A few days ago, somebody from Pandan asked me how their group could help propagate Kinaray-a culture. It seemed to be a straightforward question but, after a quick reflection, I realized the question was not as simple as I originally thought it was. In the first place, what is Kinaray-a culture?
When I was manager of ANIAD (Antique Integrated Area Development Project), we initiated and supported Kinaray-a writing contests in songs (both contemporary and the traditional composo), binalaybay or poetry, and nursery rhymes, as well as comedia productions in both the traditional form (as in Igbalangao, Bugasong) and the adapted form incorporating an Integrated Pest Management message (as in Barbaza). I am glad our efforts led to increased awareness and pride in our language and helped give rise to OKM (original Kinaray-a music) and the revival of the comedia.
But if culture was an onion then music, literature, and performance arts form just the outer layer in that they are the more readily sensed or experienced aspects of our culture, like other tangible manifestations such as paintings, sculpture, tools, clothing, handicraft, architecture, food, drinks, manners, rituals, and practices. If we want to look deeper, we need to ask – How do they use or reflect the language, symbols, learned functions, and beliefs of our people? (These four form the inner layer in our onion analogy.)
Let us not mistake culture for the old or traditional. Before OKM, for example, I have already heard Kinaray-a songs in San Francisco Sur in Tibiao, Gella in Patnongon, Igmasandig in Valderrama, and Flores in Culasi. And in the 1975 Binirayan pageant we sang and interpreted songs by a composer from Hamtic. Still, despite their age, it cannot be said right away that these song are more reflective of Kinaray-a culture than the current crop of pop songs. As all the songs, old and current, use Kinaray-a, we have to ask first – How does a particular song use our language? Because many Kinaray-a words are poly-syllabic, our language has a certain rhythm. If the song constrains this rhythm by using an unsuitable meter or genre then that is a minus factor. I recall an attempt to translate “Impossible Dream” into Kinaray-a; believe me, it was disastrous. Look at just the first four lines in the English version – nineteen of the twenty-three words there are mono-syllabic – and you expect to faithfully translate them into Kinaray-a and still fit the melody? Good luck.
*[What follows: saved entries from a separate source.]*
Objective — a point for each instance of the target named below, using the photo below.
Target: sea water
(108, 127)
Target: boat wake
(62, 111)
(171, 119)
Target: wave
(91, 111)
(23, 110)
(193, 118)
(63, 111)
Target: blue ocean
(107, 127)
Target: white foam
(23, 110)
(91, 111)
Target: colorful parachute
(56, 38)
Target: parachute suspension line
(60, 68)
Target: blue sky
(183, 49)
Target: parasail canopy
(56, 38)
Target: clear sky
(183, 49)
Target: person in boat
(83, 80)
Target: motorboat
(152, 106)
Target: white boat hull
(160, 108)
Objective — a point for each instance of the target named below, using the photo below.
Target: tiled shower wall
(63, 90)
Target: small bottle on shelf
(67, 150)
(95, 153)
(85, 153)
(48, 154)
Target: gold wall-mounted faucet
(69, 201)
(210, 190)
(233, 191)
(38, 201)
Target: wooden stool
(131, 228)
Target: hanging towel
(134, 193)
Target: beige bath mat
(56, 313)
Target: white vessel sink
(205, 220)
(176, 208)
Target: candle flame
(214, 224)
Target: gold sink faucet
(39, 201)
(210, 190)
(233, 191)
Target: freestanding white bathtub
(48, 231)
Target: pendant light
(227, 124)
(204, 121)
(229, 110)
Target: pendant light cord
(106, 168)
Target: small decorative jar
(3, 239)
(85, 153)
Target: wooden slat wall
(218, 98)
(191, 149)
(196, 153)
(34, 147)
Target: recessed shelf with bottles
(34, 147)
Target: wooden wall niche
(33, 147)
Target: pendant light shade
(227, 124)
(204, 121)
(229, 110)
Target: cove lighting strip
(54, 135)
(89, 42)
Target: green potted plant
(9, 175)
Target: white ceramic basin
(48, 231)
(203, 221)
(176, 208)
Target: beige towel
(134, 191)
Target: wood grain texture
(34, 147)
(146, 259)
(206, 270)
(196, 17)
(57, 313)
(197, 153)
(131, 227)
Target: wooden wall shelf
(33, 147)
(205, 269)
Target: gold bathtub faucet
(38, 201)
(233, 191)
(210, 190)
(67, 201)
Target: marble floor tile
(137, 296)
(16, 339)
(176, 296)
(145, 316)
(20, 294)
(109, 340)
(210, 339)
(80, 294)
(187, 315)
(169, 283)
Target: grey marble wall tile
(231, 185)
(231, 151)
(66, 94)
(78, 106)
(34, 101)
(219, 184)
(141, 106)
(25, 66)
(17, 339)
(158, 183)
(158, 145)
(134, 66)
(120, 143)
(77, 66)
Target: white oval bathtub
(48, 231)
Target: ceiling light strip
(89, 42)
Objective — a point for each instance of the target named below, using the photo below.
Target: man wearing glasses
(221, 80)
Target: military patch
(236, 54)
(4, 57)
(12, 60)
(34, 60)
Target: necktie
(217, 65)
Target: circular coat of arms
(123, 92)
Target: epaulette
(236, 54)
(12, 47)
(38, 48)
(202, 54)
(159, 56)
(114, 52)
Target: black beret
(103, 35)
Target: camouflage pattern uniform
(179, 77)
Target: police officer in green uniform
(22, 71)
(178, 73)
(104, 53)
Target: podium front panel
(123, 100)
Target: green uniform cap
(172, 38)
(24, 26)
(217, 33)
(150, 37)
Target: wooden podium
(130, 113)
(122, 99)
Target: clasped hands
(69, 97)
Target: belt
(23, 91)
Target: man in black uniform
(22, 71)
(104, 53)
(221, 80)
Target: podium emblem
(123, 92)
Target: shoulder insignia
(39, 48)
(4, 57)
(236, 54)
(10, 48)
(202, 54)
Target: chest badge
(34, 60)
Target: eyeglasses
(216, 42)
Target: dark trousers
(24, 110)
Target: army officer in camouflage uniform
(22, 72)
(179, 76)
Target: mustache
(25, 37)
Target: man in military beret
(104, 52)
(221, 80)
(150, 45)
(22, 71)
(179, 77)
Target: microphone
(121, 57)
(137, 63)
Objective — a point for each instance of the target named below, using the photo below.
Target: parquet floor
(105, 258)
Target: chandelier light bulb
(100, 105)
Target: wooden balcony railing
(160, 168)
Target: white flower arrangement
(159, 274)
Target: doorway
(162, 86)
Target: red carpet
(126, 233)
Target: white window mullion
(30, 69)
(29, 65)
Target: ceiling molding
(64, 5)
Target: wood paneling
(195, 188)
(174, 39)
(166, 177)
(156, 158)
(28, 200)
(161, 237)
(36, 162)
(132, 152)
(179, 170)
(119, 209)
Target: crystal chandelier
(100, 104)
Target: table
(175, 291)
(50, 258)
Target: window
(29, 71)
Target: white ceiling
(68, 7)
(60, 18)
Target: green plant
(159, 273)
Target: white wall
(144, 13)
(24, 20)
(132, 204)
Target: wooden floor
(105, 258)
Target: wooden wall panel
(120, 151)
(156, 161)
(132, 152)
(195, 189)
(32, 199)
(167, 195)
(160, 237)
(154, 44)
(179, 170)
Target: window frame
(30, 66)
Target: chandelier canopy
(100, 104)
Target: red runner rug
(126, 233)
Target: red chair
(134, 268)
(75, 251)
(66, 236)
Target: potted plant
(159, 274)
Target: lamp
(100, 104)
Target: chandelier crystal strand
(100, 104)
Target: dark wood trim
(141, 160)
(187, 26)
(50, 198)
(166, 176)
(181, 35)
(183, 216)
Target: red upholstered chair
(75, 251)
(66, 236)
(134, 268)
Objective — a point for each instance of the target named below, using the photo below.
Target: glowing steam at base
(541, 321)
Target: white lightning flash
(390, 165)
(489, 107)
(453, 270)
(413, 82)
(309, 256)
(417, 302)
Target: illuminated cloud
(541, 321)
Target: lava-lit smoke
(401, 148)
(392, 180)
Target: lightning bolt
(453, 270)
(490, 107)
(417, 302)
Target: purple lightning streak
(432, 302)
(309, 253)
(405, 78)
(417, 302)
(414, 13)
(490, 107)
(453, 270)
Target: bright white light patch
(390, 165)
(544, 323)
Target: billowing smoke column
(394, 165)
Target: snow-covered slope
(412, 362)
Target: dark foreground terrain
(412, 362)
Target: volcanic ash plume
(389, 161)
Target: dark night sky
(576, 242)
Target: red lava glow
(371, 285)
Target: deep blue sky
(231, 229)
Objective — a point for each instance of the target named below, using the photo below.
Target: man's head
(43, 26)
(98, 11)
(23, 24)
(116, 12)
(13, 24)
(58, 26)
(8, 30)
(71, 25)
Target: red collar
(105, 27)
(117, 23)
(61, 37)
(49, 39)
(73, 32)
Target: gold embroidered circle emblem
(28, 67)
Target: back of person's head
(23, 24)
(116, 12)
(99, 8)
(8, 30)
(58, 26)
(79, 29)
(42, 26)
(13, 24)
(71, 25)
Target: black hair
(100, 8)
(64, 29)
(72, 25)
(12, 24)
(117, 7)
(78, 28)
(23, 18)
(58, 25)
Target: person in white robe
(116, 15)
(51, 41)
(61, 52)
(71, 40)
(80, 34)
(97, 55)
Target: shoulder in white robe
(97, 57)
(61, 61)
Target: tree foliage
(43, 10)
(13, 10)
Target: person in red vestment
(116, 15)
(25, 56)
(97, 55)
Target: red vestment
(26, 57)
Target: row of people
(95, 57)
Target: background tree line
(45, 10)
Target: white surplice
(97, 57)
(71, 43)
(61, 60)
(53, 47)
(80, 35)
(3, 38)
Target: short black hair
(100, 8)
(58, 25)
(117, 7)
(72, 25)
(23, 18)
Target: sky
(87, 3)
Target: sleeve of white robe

It is far more difficult to ascertain if a song employs recognizable symbols, portrays learned functions, or expresses our beliefs. I doubt if many of us have the resolve and temperament to analyze each of our Kinaray-a songs this way. That is why I hesitate to introduce the even more indistinguishable concept of shared values as the determinant of culture. Some practices and artifacts, for example, are so utilitarian in themselves that it seems pointless to ask what are behind them. What values do patadyong-weaving and the patadyong (wrap) itself express? What values are behind mamâ (chewing bettlenut, lime, and leaves)? Or even when the values are clear, as in the case of dagyaw (communal action) and hil-o (exchange labor), we may find that they are really not unique to our culture.
Which brings me to the question – Is culture particular to a people and therefore unique? I do not think so. I consider Kinaray-a culture as a subset in a set of cultures, intersecting with many other subsets.
I am afraid I have written more questions than answers. But the search for what is truly our culture is not mine alone to make. I hope you will consider this just as a take-off point for your own inquiry.